In March, this could be written off as a blip. In late-June, it looks more like an unmistakeable trend: according to preliminary, year-over-year data shared by a major label source, song download sales are down by roughly 3 percent in the US.
These are year-to-date, cumulative stats, which means 2013 is likely to be the first year — ever — that paid downloads have decreased. At this rate, here’s what things will look like by Christmas.
The dropoff is likely to be reflected in an upcoming, first-half report issued by Nielsen Soundscan, according to the source. That report, expected in about two or three weeks, will likely show a download decline of “nearly 3 percent.” “If [Nielsen] says it’s less than 2 [percent], they’re fudging,” the executive told Digital Music News. “Maybe things go back up in Q4, but [downloads are] almost certainly going to be down for the year.”
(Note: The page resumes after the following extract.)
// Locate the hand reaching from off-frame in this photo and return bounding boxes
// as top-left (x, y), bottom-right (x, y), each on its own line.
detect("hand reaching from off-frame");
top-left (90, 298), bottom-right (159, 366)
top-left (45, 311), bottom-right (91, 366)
The executive also noted that digital album sales remain up ‘in the healthy single digits’. But digital albums are still a small part of the action, and sagging CDs will continue to drag the overall album result.
Then, of course, there’s this: Spotify is now expected to surpass 7 million paying subscribers (worldwide) any day now. That, alongside continued climbs at YouTube, Deezer, and even Muve Music, is painting a pretty clear streaming cannibalization picture.
Written while listening to the chill dubstep sounds of Martyn.